Presently the Institute still makes a special emphasis on its international research activity. Thus in 2017 the Institute successfully hosted an International Conference of Doping Control and Prevention Solutions with participation of delegates from the Russian Ministry of Sports, EC, WADA, German Anti-doping Agency, Russian Anti-doping Agency, and many experts from Saint-Petersburg-based universities, sport federations and non-governmental organizations. On September 27-28, 2018, the Institute hosted an even more representative Pan-Russian Theoretical and Practical Conference ‘Priority Issues of Physical Education and Sports’ timed to the 85th anniversary of the Institute, with participation of delegates from the leading national and foreign universities and sport organizations.

Conclusion. The Institute management is taking persistent efforts to contribute to the ongoing reforms of the Russian science; improve efficiency of the research project activity in the new market economy; further commercialize the research activity and complement the still limited financing from the governmental and sport establishments by a variety of non-governmental sources interested in the theoretical and practical developments. A special priority in the initiatives to promote the scientific developments is given to the mutually beneficial cooperation with the small- and medium-size innovative companies potent enough to secure production of the research-intensive products on a cost- and time-efficient basis – at no sacrifice for the research projects run on the governmental commissions and contracts.

References

  1. Vorobyev S.A. 85-letie Sankt-Peterburgskogo nauchno-issledovatelskogo instituta fizicheskoy kultury: osnovnye etapy razvitiya [85th anniversary of St.Petersburg Scientific Research Institute of Physical Culture: main stages of development]. Teoriya i praktika fiz. kultury, 2018, no. 3, P. 43.
  2. Evseev S.P. Stanovlenie i razvitie adaptivnoy fizicheskoy kultury v Rossii [Adaptive physical education: formation and development in Russia]. Sankt-Peterburgskiy nauchno-issledovatelskiy institut fizicheskoy kultury: istoriya i sovremennost [St. Petersburg Scientific Research Institute of Physical Culture: history and modernity]. St. Petersburg: SPbSRIPC, 2008, pp. 111-128.
  3. Evseev S.P., Rogozkin V.A. K 75-letiyu gosudarstvennogo uchrezhdeniya «Sankt-Peterburgskiy nauchno-issledovatelskiy institut fizicheskoy kultury» [To the 75th anniversary of St.Petersburg research institute of physical culture]. Teoriya i praktika fiz. kultury, 2008, no. 3, pp. 3-7.
  4. Rogozkin V.A. Perspektivyi ispolzovaniya dostizheniy genetiki v olimpiyskom dvizhenii [Prospects for using progress in genetics in Olympic movement]. Olimpiyskoe dvizhenie i sotsialnye protsessy: mater. konf. v ramkakh 11-go Mezhdunarodnogo foruma «Molodezh – Nauka – Olimpizm» [Olympic movement and social processes: Proc. Conf. within 11th International Forum "Youth - Science - Olympism"], 2002, pp. 177-181.
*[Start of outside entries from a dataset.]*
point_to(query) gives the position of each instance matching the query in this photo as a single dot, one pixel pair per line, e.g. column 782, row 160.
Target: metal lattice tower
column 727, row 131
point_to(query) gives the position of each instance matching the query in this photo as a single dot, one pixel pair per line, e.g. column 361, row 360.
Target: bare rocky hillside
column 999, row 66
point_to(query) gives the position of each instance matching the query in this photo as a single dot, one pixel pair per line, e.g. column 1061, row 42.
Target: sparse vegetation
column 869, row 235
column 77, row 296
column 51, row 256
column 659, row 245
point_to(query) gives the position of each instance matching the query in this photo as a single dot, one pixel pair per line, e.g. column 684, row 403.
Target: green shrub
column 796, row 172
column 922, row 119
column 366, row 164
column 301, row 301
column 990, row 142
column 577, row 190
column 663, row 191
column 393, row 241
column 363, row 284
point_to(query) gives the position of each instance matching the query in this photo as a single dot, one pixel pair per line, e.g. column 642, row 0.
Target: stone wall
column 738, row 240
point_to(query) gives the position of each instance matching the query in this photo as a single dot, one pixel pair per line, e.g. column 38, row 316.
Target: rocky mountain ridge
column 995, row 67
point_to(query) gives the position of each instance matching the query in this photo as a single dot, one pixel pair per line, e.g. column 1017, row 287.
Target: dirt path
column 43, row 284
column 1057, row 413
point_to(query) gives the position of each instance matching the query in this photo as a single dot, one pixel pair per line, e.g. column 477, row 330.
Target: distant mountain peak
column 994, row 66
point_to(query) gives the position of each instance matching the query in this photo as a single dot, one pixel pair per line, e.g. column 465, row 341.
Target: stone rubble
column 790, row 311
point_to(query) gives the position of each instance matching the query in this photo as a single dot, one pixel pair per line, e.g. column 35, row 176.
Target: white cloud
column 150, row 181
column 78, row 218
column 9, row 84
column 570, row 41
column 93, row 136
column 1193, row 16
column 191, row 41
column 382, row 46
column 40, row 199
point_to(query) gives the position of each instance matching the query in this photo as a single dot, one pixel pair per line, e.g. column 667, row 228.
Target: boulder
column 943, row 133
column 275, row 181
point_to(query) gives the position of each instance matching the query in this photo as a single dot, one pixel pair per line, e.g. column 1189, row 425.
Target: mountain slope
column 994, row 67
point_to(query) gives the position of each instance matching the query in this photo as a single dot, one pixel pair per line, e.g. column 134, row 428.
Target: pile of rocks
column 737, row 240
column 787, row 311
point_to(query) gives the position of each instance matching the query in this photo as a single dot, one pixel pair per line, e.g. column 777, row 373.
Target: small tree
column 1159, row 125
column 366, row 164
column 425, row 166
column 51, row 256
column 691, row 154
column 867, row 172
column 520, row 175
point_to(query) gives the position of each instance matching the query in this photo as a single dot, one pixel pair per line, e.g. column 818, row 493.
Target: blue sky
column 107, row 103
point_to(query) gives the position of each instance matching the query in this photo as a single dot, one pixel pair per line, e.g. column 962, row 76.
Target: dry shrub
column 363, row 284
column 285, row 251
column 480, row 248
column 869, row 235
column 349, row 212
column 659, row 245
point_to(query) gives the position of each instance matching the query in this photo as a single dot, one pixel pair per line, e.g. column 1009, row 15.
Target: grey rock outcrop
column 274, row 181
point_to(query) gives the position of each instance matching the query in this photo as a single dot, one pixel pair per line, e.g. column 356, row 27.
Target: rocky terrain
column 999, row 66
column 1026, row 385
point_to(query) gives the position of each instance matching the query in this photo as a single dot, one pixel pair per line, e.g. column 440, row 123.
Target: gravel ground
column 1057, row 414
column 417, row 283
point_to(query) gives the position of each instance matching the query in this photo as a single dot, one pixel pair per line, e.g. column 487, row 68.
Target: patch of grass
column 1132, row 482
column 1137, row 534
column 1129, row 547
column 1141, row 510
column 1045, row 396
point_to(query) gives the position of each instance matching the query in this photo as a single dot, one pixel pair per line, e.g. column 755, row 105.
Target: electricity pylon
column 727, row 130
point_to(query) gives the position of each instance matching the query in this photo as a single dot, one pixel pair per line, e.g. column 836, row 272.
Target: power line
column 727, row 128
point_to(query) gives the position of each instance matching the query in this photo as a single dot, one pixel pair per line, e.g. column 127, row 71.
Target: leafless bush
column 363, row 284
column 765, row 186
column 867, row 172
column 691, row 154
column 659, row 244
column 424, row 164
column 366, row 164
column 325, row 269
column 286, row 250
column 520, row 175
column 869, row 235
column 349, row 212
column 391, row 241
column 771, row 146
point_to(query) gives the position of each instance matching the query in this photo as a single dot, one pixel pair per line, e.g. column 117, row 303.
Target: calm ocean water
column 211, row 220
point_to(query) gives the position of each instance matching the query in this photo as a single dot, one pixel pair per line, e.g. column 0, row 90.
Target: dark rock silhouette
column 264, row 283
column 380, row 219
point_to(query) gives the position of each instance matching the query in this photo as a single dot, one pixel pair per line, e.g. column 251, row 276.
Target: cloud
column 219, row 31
Corresponding author: skorobey64@mail.ru

Abstract

The study analyzes the history of St. Petersburg Scientific Research Institute of Physical Culture that has always been among the leaders of the national research in a wide range of physical education and sport training issues; and is proud of its renowned scholars and achievements in many research fields. Presently St. Petersburg Scientific Research Institute of Physical Culture gives a high priority to research projects in the following fields: movement coordination qualities; natural psychological qualities and predispositions for specific activities; bodily physical and functional reserves and physical working capacity in the multiannual/ annual training processes; physical fitness, training and overtraining rating methods; physical and mental activity specifics under extreme conditions, including those in case of health limitations etc.